Austin envió un emoji lamentable, diciendo:

—Lucille no ha respondido a mis mensajes, y su teléfono parece estar apagado.

Al leer esto, Joseph frunció el ceño. Ignorando la sorpresa en los rostros de los altos ejecutivos, se dio vuelta para salir de la sala de conferencias.

Culver, que había estado esperando afuera, se acercó a él y preguntó:

—Señor Joseph, ¿por qué salió? Parece que la reunión no ha terminado todavía.

—Consigue un avión, nos vamos ahora mismo —respondió Joseph, sorprendiendo a Culver.

Por alguna razón, al enterarse de que no se podía contactar a Lucille, Joseph tuvo un terrible presentimiento. Frunció el ceño.

—Entendido, Señor Joseph. Prepararé el avión ahora mismo.

Culver se alejó respetuosamente.

Al escuchar que Joseph iba a regresar a Ciudad Shein, Mosher no se molestó en terminar la reunión antes de correr tras él:

—¡Señor Joseph, Señor Joseph! ¿No era nuestro acuerdo eliminar completamente a los mutantes? ¡Necesitamos su ayuda!

Antes de abordar el avión, Joseph lanzó casualmente una frase por encima de su hombro:

—Hablemos de ello cuando hayan encontrado a los mutantes. No tengo tiempo ahora mismo.

Mosher preguntó tentativamente:

—Señor Joseph, ¿está en apuros para regresar por…

—Por mi esposa.

Las palabras de Joseph dejaron atónitos a Mosher y los otros altos ejecutivos que lo acompañaban.

¿Qué?

¿Por su esposa?

¿Lo escucharon bien?

¿No era Joseph, el famoso Señor Joseph de la renombrada Familia Collins, conocido por ser indiferente a los encantos de las mujeres?

En ese momento, ¿estaba corriendo de regreso a su esposa?

Parece que los rumores no eran del todo ciertos.

Joseph abordó el avión.

Mosher corrió tras él, gritando:

—¡Señor Joseph, la exterminación de los mutantes es un asunto de vital importancia para la seguridad de toda la humanidad! Le informaré inmediatamente cuando tenga noticias. ¡Debe ayudar entonces!

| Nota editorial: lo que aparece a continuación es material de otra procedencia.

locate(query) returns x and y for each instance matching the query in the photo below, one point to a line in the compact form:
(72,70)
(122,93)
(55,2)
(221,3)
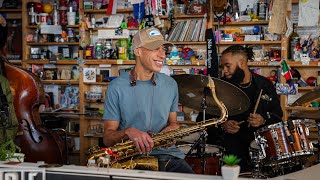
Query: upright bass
(35,141)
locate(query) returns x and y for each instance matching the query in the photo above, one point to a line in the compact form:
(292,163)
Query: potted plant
(8,152)
(230,170)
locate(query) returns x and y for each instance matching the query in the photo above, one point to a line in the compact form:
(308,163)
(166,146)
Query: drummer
(237,132)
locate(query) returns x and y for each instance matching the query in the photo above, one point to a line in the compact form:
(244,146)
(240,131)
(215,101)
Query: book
(89,74)
(69,96)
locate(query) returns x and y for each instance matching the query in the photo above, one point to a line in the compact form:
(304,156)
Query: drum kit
(280,148)
(277,148)
(194,93)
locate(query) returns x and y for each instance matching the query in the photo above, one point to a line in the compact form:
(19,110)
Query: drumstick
(257,104)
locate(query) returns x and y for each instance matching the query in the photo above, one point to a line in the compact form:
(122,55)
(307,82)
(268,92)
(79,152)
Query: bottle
(55,14)
(93,21)
(107,49)
(63,12)
(130,49)
(98,50)
(123,48)
(318,78)
(90,48)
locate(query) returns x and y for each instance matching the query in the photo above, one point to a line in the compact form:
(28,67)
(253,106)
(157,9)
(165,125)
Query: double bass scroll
(35,141)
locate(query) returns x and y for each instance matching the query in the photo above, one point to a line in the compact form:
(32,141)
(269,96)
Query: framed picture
(66,51)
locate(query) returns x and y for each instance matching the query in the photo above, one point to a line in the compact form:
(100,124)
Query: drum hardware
(200,145)
(262,143)
(308,97)
(318,125)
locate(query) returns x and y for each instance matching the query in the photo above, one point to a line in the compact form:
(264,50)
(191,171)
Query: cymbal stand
(318,126)
(257,160)
(200,143)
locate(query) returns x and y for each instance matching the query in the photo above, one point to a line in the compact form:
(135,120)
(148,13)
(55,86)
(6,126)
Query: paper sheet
(278,14)
(308,12)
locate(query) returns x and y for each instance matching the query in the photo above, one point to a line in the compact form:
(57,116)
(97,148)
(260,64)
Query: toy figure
(315,48)
(306,43)
(187,53)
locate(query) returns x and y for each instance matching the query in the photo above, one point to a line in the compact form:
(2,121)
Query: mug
(41,18)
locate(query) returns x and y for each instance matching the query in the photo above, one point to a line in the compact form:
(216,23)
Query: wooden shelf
(93,135)
(108,61)
(73,134)
(94,101)
(242,23)
(264,63)
(93,118)
(295,1)
(53,43)
(184,16)
(127,10)
(62,82)
(74,152)
(104,28)
(96,83)
(190,43)
(308,88)
(250,42)
(301,108)
(46,61)
(15,61)
(313,63)
(11,10)
(68,26)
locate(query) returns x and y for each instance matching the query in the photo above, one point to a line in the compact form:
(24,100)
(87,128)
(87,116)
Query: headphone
(133,78)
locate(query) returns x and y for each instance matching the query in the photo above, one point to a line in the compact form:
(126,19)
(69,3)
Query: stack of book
(189,31)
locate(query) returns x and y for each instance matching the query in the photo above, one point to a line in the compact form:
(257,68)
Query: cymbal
(310,123)
(192,88)
(306,114)
(308,97)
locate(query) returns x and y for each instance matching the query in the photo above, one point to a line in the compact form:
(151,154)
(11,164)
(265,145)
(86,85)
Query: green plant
(231,159)
(7,150)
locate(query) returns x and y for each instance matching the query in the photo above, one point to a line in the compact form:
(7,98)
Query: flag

Bajo las repetidas súplicas sinceras de Mosher, Joseph respondió con indiferencia con una sola palabra:

—Hmm.

Eso podría considerarse una promesa.

Solo entonces Mosher sintió algo de alivio.

El avión despegó, dirigiéndose hacia Ciudad Shein.

Joseph miró la hora. Actualmente era la una de la tarde. Si se dirigía a Ciudad Shein, sería de noche cuando llegara.

Dejó su teléfono a un lado y tiró de su corbata con fastidio.

Aun así, estaba igualmente agitado.

Al percibir esto, Culver a su lado se atrevió a bromear:

—Señor Joseph, ¿está tratando de averiguar cómo va a manejar a la Señora Collins después de regresar?

Joseph sonrió sardónicamente.

—¿Qué, puedes leer mi mente?

Culver se rió dos veces:

—Señor Joseph, si quiere que la Señora Collins se calme, eso es sencillo. Solo lleve un durian y una tabla de lavar, y arrodíllese ante ella. ¡Creo que está garantizado que lo perdonará!